This article was originally published by eNCA on 23rd July 2013 and can be accessed here. A further interview with MSF Access Campaign Advocacy Officer Julia Hill can also be found there.
CAPE TOWN – The country’s patent laws are costing ill people dearly. South Africans are denied access to affordable medication because drug companies are easily granted monopolies by extending patents.
As a result, health organisations and government are paying heavily to provide life-saving drugs to those who can’t afford it.
Nineteen-year-old Thembelihle Mbayimbayi injects himself with insulin and takes nineteen tablets every day. The Khayelistha school boy is struggling with chronic diabetes and extreme drug resistant tuberculosis (XDR-TB).
Last winter he fell seriously ill suffering from night sweats and constant coughing, after several weeks of doctors’ visits he landed in Khayelistha District Hospital and was diagnosed with XDR-TB.
“At first I wasn’t worried because I knew nothing about TB but as time went on they told me that people can die if they don’t take their medication,” Mbayimbayi bravely states. But he knows the truth about how hard it is to cure XDR-TB.
For two years patients have to be on several drugs to kill the bacteria and the medication the state provides isn’t always effective and has severe side effects. Studies show less than half of the patients who start multidrug resistant treatment are cured, as many patients give up or it just doesn’t work.
With the odds of survival stacked against him, Mbayimbayi got lucky and managed to get onto a drug programme funded by Doctors Without Borders in Khayelitsha.
He is one of sixteen patients on a tailor made treatment regime that includes a very expensive yet effective drug called Linezolid, which costs Doctors Without Borders more than R670 per pill per day, adding up to almost R500 000 per patient for the full two years of treatment.
In India a generic version of Linezolid is available at only R25 a pill and if South Africa had access to the same brand of medication, Doctors Without Borders says it would be able to treat hundreds of patients instead of only sixteen.
“The reason why it’s so expensive is because one drug company, Pfizer, holds the only patent. That patent is due to expire in 2014 but due to a process called ‘ever-greening’ Pfizer has secondary patents which means they could extend their monopoly until 2022,” Dr Vivian Cox from Doctors Without Borders explains.

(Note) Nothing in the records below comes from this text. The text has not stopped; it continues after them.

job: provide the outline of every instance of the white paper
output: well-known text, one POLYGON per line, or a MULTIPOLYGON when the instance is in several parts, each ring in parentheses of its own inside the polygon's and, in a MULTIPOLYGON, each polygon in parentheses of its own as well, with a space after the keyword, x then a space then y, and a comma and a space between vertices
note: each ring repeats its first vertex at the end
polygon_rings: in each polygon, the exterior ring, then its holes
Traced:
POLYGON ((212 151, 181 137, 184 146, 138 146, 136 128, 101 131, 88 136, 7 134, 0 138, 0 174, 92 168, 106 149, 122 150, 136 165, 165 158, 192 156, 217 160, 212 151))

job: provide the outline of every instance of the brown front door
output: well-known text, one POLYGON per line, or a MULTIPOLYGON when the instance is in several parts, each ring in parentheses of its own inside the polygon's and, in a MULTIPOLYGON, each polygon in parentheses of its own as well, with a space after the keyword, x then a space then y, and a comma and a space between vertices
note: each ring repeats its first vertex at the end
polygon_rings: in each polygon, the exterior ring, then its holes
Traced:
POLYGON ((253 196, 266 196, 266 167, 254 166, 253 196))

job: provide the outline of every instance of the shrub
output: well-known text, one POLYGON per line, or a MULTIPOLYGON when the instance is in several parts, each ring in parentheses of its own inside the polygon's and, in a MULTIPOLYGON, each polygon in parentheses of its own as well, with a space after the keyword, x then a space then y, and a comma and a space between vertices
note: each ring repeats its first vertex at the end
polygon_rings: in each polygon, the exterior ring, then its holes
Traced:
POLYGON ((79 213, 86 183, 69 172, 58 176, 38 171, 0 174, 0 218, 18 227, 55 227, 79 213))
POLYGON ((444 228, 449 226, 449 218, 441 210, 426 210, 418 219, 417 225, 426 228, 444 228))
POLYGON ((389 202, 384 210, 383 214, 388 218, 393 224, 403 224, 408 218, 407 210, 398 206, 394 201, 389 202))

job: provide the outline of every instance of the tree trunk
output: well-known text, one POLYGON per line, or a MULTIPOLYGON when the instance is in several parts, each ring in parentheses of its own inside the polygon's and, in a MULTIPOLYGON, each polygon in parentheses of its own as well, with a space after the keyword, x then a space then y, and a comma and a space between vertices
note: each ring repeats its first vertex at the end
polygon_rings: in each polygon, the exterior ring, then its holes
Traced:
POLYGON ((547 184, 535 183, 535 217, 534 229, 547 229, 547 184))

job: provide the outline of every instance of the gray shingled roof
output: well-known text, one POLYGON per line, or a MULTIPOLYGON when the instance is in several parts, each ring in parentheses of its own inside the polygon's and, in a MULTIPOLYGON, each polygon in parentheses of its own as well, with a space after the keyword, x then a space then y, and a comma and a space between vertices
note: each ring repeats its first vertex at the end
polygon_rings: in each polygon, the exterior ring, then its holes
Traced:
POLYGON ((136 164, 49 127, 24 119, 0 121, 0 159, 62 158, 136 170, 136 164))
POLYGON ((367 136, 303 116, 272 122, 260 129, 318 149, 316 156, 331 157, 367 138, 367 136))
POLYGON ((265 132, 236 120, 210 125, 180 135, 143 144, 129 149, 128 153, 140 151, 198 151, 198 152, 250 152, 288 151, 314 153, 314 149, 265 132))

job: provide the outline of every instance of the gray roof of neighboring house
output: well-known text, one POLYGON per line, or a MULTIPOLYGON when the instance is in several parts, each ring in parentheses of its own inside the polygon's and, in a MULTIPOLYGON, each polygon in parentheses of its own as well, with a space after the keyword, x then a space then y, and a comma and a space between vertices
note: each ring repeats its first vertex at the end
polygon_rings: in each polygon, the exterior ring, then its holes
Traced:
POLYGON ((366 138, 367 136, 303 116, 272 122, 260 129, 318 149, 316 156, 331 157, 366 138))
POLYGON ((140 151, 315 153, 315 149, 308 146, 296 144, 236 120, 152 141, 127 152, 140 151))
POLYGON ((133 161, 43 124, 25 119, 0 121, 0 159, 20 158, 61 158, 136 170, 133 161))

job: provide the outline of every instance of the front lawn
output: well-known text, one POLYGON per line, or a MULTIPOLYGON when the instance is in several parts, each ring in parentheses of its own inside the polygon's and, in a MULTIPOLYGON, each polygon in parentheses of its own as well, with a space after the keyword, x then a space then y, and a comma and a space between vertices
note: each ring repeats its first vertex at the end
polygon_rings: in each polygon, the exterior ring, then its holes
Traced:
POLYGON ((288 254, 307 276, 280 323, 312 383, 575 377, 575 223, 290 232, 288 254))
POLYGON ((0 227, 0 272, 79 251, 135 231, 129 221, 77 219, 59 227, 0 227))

The health organisation wants to see an end to ‘ever-greening’ where pharmaceutical companies change the make-up or form of a tablet ever so slightly so they are able extend their patent beyond the original twenty years that they are granted.
Pfizer says the allegations of ever-greening levelled against it are inaccurate, but in an e-mail to eNCA the company did not elaborate further.
It’s not the only pharmaceutical company that advocacy groups point their finger at as South Africans pay high prices for an array of life saving cancer, HIV and TB drugs.
Marcus Low, a researcher at the Treatment Action Campaign, blames our patent laws,
“Other developing nations like Brazil, India and Argentina and a number of others have taken steps to build safeguards to protect public health, South Africa hasn’t done the same extent”
Low adds that South Africa doesn’t scientifically review patent applications, which is standard in most developed and developing countries and as a result he says “many patents that are rejected in the United States are granted here”.
Pharmaceutical companies simply apply to the patent examinations board and pay the fee and in most instances it’s granted.
A study by US university Yale revealed the scope of the problem, by reviewing a number of countries patent systems it was found that South Africa issued 2442 patents for medicines in 2008 alone, while Brazil granted only 273 between 2003 and 2008.
The Trade and Industry Department, which is responsible for patenting law, admits the process is open to abuse. Policy and Legislation Chief for the department, MacDonald Netshitenzhe says government is tackling our outdated patent laws in its new Intellectual Property Policy (IPP), which it’s been working on since 2011.
Advocacy groups say the department has been sitting on the IPP for too long. Netshitenzhe says it should be released soon but only after cabinet has approved it.
Only after the mandatory public consultation period can the department begin drafting amendments to the laws, meaning it could be years before the country has stronger more rigorous patent laws that balance the constitutional right to affordable health care with the protection of the intellectual property of drug innovators.